In our class together, the whole time I was reaching for the most high-concept idea I could think of, and bending everything around it in a cascade of trope-inversions with the ruthless efficiency of a terminator, I often felt the characters becoming secondary to the plot they were caught up in, and I wished I had Chris’s ability to instill each character with a unique and natural voice so they wouldn’t feel so interchangeable and lost.
I have a whole different set of strengths We probably seem similiar from the outside, being a pair of quiet white guys, but Chris and I don’t have much in common, either in terms of our natural writing sensibilities or our tastes and hobbies. What we do have in common is a respect for the craft.
In the years we’ve known each other, Chris and I have bonded over our obsessiveness about the placement of a line of dialogue, or whether a scene we both love is really necessary, whether a subplot wraps up too early or too late. He’s the only person I know who writes as much as I do, and who cares as much as I do about getting better as a writer. Its no coincidence he’s the only other person left of our initial group.
As the last two survivors of our “crew,” Chris and I have moved increasingly into each other’s orbits. I’ve learned a lot about how to make my writing funnier and clearer by writing with Chris in mind as an audience, and I’ve seen Chris’s writing become more high-concept and ambitious.
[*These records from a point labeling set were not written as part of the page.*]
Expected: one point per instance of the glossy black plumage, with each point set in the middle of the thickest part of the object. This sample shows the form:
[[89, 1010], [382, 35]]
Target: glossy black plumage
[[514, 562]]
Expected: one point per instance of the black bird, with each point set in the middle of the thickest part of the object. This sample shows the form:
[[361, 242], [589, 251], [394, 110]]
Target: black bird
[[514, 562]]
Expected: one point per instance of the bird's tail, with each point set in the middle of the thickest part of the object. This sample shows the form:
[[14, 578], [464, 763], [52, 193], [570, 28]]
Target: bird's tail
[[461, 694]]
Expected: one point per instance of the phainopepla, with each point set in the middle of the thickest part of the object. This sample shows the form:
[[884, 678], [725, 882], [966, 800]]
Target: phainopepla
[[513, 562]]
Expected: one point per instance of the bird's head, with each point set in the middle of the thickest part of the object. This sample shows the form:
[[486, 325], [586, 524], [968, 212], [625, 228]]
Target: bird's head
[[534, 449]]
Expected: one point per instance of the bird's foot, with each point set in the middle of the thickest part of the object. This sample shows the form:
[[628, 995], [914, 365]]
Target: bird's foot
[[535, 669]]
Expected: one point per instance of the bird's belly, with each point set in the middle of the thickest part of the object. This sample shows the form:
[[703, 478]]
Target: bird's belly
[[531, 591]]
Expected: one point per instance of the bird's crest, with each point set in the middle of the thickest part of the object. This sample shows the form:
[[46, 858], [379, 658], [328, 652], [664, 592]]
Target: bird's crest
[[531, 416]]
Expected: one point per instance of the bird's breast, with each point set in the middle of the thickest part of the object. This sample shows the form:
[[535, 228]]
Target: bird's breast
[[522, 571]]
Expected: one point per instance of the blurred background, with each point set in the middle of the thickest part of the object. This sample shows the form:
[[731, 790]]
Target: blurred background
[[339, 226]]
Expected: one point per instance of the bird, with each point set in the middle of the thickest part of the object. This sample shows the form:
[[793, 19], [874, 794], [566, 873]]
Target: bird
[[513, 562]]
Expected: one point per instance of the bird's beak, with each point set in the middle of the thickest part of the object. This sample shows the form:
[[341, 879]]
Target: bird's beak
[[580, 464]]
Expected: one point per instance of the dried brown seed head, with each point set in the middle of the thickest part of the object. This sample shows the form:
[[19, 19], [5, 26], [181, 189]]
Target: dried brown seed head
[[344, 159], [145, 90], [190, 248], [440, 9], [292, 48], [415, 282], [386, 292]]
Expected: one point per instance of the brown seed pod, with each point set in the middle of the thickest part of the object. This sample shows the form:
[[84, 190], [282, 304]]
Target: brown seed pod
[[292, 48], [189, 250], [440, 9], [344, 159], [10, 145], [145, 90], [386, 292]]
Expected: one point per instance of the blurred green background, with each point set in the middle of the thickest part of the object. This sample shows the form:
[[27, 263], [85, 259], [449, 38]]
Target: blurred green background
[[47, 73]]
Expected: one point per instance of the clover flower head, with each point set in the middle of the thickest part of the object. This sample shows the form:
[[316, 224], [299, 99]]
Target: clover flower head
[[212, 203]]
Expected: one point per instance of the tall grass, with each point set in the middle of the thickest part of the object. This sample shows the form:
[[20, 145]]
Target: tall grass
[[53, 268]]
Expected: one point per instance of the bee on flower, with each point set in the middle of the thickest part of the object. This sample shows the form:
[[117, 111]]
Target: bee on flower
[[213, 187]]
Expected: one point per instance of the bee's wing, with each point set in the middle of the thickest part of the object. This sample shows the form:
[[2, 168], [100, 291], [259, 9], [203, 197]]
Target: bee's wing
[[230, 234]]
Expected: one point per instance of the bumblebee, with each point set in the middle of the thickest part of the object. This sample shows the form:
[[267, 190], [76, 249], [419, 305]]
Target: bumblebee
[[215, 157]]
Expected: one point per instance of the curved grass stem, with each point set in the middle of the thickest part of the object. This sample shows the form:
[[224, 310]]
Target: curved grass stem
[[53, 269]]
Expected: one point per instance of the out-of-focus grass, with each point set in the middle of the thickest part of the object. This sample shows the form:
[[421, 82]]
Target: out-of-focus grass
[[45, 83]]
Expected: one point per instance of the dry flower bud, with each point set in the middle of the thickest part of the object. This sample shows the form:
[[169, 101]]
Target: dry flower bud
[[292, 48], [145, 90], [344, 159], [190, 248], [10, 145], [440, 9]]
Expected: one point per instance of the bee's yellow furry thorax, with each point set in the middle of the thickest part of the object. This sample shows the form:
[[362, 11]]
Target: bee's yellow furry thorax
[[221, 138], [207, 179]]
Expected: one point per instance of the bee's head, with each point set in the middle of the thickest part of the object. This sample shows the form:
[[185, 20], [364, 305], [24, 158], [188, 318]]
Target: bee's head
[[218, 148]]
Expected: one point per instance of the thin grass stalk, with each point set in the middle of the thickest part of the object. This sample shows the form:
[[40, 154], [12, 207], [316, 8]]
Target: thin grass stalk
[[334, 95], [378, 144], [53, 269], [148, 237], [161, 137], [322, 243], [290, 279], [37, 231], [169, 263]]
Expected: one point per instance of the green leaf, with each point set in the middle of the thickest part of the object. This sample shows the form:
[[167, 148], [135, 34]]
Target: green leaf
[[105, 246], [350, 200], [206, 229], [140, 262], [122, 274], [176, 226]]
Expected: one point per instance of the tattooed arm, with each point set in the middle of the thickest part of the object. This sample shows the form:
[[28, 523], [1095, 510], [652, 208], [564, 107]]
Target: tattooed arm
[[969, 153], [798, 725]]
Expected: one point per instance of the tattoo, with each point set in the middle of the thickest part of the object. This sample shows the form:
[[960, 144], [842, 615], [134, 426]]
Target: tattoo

We’ve become each others fans and hype-men and, recently, we’ve become writing partners. After four years, we’ve finally gained enough familiarity with each other to lean on each other, and to make work that is more interesting by being filtered through each other’s viewpoints.
Right now we’re working together on a script about alien so we can send it to a science-fiction screenplay contest with an upcoming deadline. The parts of it I wrote are fun and scary and easily the best work I’ve ever done, and it was only possible because the characters had already been established, and their journey laid out by Chris before I ever touched it.
When we trade drafts back and forth, sometimes we rewrite scenes, and sometimes we gut them. I’ve removed or killed off some pretty funny characters, just because I thought it would improve the pacing and raise the stakes. He’s erased monologues and elaborate set-ups and pay-offs I’ve written for the same reason. Its constant compromise between our two visions of the story, and I think its only possible because we’ve been working alongside each other for a while and know each other well enough to have built up a considerable trust in each other’s judgement.
So there may be 14 billion screenwriters out there. But in my personal experience, 75% of them are going to decide to do something else eventually. Those of us left will be judged not just by our tenacity. We will be judged by how well we innovate and how well we collaborate with each other, and here I like my odds.